NCO Group, Inc., arguably the largest accounts receivable management firm in the world, late Thursday reported financial results for the second quarter of 2010 marked by a modest increase in total revenues and a sharp increase in net quarterly loss.
Horsham, Pa.-based NCO, also a major player in the BPO and customer relationship management industry, reported a net loss attributable to the company of $25.5 million for the quarter ended June 30, 2010. In the same period a year ago, NCO reported a net loss of $5.2 million.
Another measure of profitability used by NCO, Adjusted EBITDA (earnings before interest, taxes, deductions and amortization), also fell sharply. Adjusted EBITDA dropped 37.6 percent to $32.2 million in the second quarter.
NCO said that revenue was up for the period. The company reported total revenues of $386.2 million in the second quarter of 2010, up 2 percent from the same period in 2009.

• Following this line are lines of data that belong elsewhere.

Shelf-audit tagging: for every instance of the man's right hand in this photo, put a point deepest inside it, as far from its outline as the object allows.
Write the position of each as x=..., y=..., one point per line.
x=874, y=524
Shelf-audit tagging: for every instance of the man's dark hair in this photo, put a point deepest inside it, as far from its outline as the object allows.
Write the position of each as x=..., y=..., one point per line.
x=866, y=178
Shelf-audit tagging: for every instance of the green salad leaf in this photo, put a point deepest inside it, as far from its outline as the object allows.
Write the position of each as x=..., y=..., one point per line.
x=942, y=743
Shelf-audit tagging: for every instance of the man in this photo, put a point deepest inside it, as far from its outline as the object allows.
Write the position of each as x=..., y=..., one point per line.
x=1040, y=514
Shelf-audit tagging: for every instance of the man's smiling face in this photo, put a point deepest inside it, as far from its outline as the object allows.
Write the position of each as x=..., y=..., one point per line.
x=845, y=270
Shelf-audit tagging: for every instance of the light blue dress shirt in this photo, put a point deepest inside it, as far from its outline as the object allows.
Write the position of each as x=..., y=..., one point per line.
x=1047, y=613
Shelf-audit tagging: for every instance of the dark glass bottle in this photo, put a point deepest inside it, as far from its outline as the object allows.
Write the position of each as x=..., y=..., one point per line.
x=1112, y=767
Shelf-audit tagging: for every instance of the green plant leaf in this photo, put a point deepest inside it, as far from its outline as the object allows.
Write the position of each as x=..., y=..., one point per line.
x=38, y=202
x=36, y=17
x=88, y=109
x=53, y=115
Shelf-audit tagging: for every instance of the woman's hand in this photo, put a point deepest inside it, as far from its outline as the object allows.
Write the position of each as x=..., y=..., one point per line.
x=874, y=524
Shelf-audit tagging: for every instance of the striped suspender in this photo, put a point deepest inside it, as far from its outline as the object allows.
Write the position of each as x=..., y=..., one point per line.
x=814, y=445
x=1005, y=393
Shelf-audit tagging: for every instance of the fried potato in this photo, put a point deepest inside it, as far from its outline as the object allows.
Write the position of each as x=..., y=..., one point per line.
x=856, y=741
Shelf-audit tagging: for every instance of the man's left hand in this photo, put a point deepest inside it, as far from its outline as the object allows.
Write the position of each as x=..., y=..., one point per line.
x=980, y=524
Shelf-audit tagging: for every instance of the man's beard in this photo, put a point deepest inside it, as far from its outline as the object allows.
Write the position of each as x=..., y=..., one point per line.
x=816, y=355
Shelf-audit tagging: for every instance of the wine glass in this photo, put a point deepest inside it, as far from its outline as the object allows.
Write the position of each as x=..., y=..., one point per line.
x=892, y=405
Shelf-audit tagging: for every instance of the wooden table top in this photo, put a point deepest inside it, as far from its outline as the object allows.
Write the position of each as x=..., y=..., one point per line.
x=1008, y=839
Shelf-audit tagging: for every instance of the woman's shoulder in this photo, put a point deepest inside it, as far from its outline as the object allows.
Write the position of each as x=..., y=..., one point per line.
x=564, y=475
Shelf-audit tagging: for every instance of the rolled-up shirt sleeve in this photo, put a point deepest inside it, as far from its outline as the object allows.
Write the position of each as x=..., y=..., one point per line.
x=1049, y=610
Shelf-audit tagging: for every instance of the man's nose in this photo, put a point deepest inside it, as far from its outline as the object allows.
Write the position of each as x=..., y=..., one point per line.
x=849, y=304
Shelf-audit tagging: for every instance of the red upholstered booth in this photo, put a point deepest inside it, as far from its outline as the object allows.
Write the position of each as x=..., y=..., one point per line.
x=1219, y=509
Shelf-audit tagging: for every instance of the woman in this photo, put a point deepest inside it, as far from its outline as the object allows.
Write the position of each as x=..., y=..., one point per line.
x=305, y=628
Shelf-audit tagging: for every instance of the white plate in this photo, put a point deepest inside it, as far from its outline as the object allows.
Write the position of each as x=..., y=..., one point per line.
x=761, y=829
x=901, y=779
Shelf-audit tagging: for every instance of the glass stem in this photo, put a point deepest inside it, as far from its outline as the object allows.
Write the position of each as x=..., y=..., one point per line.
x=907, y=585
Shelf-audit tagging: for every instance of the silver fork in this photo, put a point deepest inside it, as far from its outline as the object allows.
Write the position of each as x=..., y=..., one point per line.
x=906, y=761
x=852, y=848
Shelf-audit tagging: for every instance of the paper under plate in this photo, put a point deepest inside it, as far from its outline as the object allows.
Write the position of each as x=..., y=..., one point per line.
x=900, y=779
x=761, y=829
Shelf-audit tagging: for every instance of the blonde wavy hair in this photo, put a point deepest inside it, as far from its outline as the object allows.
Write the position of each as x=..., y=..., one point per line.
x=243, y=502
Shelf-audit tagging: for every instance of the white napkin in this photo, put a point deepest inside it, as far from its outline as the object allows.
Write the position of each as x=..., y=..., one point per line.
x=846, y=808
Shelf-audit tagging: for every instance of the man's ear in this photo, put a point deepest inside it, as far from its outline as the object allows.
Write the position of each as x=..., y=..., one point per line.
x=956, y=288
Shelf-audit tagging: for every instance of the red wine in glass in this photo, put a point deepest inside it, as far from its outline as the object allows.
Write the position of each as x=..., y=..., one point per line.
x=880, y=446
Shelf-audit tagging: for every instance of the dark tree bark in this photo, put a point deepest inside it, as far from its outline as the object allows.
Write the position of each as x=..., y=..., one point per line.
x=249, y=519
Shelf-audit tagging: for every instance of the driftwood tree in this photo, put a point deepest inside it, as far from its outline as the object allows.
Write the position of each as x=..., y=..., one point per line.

“During the second quarter we continued to be challenged by the current economic cycle,” said NCO Chairman and CEO Michael Barrist. “The adverse impact of reduced volumes from our existing client relationships in the CRM business and in certain aspects of the ARM business that focus on active account management were partially offset by overall strong performance in the remainder of our ARM segment.”
Indeed, the company’s accounts receivable management division (ARM) was the best-performing unit, according to NCO’s regulatory filing. ARM accounted for revenues of $319.7 million, up 7.7 percent from a year ago. The ARM unit posted income from operations of $9.8 million.
NCO’s CRM unit saw its revenue decline 18 percent to $66.5 million. CRM posted an operational loss of $10.3 million in the quarter.
The company’s debt purchasing business, Portfolio Management, reported a 38.3 percent decline in revenue to $10.8 million in the second quarter of 2010.
Barrist noted that NCO was focusing on client satisfaction in the second quarter and that as a result, the company won several new clients, which should help NCO grow in the coming quarters.